Publication year - 2012
Publication title -
diabetic medicine
Language(s) - English
Resource type - Journals
SCImago Journal Rank - 1.474
H-Index - 145
eISSN - 1464-5491
pISSN - 0742-3071
DOI - 10.1111/j.1464-5491.2012.03673.x
Subject(s) - medicine , randomized controlled trial , primary care , disease , type 2 diabetes , diabetes mellitus , primary prevention , term (time) , physical therapy , intensive care medicine , emergency medicine , family medicine , endocrinology , physics , quantum mechanics
Aim  To determine the impact of adding pharmacists to primary care teams on predicted 10‐year risk of cardiovascular events in patients with Type 2 diabetes without established cardiovascular disease.

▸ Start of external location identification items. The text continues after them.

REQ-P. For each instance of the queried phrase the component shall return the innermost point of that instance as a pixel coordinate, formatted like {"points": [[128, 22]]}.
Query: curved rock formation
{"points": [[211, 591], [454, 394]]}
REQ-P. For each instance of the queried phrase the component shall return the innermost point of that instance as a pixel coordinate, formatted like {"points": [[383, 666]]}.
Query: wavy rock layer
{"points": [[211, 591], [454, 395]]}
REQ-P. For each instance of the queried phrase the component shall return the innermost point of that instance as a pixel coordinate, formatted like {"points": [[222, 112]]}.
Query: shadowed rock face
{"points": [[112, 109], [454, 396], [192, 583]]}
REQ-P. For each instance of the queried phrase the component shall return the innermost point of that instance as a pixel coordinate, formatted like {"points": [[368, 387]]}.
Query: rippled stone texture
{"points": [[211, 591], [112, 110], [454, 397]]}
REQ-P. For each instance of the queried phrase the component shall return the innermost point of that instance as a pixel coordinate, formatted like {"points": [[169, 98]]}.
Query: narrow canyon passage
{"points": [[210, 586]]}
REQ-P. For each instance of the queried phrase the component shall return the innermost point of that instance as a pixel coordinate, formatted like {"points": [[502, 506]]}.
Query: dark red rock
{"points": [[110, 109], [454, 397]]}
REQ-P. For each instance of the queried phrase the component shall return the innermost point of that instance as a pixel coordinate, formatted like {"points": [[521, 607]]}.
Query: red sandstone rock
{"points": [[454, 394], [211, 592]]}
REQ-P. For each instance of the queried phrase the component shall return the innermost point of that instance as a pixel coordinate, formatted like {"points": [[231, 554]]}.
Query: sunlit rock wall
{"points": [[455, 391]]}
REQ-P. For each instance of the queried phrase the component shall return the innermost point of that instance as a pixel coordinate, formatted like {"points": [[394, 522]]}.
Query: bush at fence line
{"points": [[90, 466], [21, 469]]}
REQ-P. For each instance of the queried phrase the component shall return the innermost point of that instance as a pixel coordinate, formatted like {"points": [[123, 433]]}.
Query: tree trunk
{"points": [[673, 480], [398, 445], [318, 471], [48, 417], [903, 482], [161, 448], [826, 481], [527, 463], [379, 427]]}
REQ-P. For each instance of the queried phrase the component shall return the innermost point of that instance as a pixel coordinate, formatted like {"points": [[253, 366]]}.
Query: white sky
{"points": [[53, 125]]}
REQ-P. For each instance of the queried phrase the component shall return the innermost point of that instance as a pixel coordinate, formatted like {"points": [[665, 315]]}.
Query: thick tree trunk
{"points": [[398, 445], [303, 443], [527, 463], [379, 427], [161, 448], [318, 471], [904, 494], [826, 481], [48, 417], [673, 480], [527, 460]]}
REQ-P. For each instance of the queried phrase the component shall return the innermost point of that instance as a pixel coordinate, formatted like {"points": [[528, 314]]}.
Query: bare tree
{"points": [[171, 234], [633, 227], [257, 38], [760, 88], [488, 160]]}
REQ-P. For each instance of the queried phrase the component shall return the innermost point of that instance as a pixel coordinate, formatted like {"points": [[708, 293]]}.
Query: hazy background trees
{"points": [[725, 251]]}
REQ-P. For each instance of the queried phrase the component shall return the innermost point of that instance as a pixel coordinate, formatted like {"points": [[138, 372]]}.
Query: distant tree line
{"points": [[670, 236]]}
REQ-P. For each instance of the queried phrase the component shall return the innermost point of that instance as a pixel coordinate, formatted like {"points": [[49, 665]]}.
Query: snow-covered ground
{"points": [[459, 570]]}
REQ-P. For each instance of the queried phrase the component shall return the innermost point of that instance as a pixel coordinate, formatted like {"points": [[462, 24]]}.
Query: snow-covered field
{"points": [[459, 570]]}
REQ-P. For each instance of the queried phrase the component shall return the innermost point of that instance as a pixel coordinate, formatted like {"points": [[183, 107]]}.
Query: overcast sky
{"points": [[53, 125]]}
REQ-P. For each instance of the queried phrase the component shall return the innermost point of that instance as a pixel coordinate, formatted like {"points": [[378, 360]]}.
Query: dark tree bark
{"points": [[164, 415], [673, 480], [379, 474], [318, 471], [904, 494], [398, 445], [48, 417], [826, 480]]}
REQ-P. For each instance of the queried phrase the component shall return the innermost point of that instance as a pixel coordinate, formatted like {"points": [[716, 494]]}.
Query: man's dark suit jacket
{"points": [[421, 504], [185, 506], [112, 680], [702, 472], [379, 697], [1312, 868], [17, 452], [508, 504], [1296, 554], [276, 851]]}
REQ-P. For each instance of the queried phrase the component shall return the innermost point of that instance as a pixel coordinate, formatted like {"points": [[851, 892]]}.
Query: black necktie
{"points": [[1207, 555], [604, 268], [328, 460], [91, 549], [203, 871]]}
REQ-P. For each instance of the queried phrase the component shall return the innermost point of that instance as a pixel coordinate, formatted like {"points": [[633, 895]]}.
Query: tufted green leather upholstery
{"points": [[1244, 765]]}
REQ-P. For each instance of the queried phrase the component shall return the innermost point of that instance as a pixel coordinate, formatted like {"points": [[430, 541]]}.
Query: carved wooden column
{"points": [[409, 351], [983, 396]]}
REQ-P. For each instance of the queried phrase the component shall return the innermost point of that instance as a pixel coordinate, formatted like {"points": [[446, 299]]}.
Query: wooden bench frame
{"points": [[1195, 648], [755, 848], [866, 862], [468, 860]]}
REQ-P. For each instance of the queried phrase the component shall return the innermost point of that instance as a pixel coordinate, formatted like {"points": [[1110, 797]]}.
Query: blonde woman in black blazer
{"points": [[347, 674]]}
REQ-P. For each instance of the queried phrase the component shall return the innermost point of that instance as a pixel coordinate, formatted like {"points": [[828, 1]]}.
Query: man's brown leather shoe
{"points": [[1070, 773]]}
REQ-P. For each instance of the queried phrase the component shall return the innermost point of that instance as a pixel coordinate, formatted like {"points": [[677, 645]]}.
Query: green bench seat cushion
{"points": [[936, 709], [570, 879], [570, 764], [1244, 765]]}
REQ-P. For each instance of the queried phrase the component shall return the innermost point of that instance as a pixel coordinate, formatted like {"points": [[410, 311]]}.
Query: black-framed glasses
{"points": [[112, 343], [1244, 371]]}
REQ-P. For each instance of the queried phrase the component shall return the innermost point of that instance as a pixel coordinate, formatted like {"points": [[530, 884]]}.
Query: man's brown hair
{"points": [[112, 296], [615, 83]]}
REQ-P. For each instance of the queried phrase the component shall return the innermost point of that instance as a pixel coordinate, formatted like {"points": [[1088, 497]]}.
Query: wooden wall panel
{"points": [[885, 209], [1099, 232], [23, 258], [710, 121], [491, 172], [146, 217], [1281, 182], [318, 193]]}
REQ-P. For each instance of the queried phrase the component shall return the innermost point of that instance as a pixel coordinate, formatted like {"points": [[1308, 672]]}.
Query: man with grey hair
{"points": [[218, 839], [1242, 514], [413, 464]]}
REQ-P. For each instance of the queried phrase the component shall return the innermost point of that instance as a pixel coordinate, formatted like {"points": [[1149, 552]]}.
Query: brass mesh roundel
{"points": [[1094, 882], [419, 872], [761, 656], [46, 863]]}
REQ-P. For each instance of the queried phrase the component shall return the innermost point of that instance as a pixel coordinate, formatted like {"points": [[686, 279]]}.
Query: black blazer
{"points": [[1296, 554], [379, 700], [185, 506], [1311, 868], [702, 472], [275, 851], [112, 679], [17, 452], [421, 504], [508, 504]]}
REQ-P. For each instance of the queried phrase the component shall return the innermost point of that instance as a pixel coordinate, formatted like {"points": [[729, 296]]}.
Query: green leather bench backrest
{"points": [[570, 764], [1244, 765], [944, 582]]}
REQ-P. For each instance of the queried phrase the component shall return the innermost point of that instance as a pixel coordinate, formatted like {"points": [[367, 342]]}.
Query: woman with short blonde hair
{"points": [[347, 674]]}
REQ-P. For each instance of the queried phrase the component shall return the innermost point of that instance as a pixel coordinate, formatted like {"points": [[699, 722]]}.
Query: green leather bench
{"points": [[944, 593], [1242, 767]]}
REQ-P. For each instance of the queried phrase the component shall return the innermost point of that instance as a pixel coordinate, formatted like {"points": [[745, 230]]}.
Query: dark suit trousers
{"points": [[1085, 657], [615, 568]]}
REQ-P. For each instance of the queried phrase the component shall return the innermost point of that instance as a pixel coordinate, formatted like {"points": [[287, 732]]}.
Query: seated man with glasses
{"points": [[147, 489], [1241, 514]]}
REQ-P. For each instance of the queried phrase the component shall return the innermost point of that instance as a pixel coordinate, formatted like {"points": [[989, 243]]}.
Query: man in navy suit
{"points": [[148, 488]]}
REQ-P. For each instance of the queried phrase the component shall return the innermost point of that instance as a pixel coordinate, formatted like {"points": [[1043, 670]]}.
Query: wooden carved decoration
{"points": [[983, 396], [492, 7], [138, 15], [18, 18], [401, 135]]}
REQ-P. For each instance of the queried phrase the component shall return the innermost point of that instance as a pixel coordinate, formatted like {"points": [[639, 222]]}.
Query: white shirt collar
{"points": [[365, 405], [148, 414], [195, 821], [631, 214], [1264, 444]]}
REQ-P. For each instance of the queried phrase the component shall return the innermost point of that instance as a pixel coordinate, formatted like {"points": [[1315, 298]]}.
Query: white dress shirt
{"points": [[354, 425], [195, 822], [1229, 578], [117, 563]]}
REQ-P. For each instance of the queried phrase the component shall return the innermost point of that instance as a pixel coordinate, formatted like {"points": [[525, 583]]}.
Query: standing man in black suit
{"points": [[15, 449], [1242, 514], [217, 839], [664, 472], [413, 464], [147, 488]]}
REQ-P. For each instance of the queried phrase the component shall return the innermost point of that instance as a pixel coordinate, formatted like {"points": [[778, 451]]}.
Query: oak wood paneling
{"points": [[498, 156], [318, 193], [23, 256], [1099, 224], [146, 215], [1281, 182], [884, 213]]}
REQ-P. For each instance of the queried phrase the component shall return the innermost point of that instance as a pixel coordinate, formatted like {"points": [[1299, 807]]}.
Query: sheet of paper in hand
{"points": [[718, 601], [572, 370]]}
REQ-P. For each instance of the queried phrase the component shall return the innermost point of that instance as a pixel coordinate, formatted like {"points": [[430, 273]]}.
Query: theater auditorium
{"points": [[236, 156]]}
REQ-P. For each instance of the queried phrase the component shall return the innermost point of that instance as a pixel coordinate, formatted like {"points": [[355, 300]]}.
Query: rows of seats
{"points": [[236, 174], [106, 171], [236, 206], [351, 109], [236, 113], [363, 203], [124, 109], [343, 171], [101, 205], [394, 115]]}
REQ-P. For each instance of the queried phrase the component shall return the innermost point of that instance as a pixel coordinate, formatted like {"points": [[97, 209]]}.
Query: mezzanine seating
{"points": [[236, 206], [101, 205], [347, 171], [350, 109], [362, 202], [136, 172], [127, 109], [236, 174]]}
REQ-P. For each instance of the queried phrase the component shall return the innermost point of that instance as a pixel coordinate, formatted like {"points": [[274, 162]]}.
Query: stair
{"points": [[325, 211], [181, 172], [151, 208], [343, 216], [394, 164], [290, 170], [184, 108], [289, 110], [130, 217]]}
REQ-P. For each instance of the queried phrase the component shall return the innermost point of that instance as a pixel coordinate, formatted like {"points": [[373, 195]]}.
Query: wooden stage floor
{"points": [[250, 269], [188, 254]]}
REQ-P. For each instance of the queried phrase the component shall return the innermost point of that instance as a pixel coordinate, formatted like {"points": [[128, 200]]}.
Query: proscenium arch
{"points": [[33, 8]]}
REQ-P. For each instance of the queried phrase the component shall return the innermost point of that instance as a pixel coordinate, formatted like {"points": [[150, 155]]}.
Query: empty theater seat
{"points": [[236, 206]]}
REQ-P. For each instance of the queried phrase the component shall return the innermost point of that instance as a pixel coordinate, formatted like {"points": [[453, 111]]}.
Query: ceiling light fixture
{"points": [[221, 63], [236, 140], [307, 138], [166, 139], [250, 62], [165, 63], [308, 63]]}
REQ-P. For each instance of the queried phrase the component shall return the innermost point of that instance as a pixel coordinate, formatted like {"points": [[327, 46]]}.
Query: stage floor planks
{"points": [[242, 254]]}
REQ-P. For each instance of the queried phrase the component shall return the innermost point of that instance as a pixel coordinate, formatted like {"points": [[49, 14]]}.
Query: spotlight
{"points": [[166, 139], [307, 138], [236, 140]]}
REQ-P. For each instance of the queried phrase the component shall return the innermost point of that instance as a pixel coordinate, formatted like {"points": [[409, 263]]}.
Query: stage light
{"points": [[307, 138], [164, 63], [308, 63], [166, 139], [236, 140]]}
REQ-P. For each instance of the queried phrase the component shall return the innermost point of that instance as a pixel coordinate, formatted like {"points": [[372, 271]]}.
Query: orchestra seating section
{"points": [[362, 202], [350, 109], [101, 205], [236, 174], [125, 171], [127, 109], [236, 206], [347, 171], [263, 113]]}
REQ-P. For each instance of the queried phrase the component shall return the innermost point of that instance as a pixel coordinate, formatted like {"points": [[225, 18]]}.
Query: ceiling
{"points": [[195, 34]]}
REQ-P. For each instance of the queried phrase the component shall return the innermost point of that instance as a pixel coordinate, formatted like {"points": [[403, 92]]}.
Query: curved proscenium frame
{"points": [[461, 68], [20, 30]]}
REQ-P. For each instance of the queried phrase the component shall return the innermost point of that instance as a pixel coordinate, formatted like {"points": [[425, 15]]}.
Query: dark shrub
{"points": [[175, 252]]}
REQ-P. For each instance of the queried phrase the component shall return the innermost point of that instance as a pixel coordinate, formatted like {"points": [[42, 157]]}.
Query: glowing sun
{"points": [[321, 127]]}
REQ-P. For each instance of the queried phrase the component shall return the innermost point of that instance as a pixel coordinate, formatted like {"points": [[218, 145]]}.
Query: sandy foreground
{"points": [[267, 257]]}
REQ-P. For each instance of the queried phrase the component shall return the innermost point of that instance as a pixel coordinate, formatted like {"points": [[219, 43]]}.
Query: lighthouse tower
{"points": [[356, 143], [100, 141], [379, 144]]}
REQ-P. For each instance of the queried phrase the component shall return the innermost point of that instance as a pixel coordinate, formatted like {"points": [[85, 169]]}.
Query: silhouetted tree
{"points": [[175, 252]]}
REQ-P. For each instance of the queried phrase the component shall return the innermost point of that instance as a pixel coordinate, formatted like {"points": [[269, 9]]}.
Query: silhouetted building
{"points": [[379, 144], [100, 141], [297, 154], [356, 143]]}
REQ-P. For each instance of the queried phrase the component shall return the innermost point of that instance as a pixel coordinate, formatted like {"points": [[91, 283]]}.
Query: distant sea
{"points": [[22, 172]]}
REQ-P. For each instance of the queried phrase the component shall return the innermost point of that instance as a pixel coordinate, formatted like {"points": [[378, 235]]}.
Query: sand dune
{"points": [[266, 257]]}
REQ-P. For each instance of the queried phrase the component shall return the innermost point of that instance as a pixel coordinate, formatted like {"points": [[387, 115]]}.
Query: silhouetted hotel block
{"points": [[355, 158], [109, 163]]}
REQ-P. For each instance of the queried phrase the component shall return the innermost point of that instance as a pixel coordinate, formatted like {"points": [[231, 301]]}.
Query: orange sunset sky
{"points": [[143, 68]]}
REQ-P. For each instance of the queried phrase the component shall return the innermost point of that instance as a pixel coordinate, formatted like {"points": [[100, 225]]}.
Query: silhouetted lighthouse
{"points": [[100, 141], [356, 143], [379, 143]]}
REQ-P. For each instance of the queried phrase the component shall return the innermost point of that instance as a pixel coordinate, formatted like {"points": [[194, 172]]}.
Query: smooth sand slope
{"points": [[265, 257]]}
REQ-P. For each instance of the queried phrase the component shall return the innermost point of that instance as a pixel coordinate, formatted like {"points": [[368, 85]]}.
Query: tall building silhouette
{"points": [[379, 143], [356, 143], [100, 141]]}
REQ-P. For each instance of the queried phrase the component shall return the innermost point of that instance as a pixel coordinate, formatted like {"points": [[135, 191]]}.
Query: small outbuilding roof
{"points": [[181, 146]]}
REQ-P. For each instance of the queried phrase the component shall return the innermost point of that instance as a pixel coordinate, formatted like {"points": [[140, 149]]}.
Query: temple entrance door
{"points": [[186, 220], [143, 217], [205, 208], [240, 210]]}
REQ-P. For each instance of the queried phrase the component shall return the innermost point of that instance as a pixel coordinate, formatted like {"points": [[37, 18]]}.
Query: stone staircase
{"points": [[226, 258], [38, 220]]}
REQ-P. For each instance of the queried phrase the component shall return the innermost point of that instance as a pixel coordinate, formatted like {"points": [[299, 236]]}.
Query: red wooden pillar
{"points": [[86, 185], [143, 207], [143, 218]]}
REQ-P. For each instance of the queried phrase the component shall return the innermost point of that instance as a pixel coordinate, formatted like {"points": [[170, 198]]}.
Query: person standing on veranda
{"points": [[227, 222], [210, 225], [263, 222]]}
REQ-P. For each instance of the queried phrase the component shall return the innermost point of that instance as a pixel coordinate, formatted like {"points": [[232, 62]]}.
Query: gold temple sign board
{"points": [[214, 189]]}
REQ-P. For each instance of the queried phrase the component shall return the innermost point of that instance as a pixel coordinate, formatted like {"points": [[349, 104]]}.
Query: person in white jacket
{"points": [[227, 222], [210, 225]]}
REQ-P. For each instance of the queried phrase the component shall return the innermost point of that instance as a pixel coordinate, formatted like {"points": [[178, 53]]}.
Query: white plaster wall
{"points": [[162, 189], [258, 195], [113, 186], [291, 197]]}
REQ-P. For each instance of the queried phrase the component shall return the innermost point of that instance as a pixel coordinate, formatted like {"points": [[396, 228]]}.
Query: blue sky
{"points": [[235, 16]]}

Methods  This was a pre‐specified secondary analysis of randomized trial data. The main study found that, compared with usual care, addition of a pharmacist resulted in improvements in blood pressure, dyslipidaemia, and hyperglycaemia for primary care patients with Type 2 diabetes. In this sub‐study, predicted 10‐year risk of cardiovascular events at baseline and 1 year were calculated for patients free of cardiovascular disease at enrolment. The primary outcome was change in UK Prospective Diabetes Study (UKPDS) risk score; change in Framingham risk score was a secondary outcome. Results  Baseline characteristics were similar between the 102 intervention patients and 93 control subjects: 59% women, median (interquartile range) age 57 (50–64) years, diabetes duration 3 (1–6.5) years, systolic blood pressure 128 (120–140) mmHg, total cholesterol 4.34 (3.75–5.04) mmol/l and HbA 1c 54 mmol/mol (48–64 mmol/mol) [7.1% (6.5–8.0%)]. Median baseline UKPDS risk score was 10.2% (6.0–16.7%) for intervention patients and 9.5% (5.8–15.1%) for control subjects ( P  = 0.80). One‐year post‐randomization, the median absolute reduction in UKPDS risk score was 1.0% greater for intervention patients compared with control subjects ( P  = 0.032). Similar changes were seen with the Framingham risk score (median reduction 1.2% greater for intervention patients compared with control subjects, P  = 0.048). The two risk scores were highly correlated (rho = 0.83; P  < 0.001). Conclusion  Adding pharmacists to primary care teams for 1 year significantly reduced the predicted 10‐year risk of cardiovascular events for patients with Type 2 diabetes without established cardiovascular disease.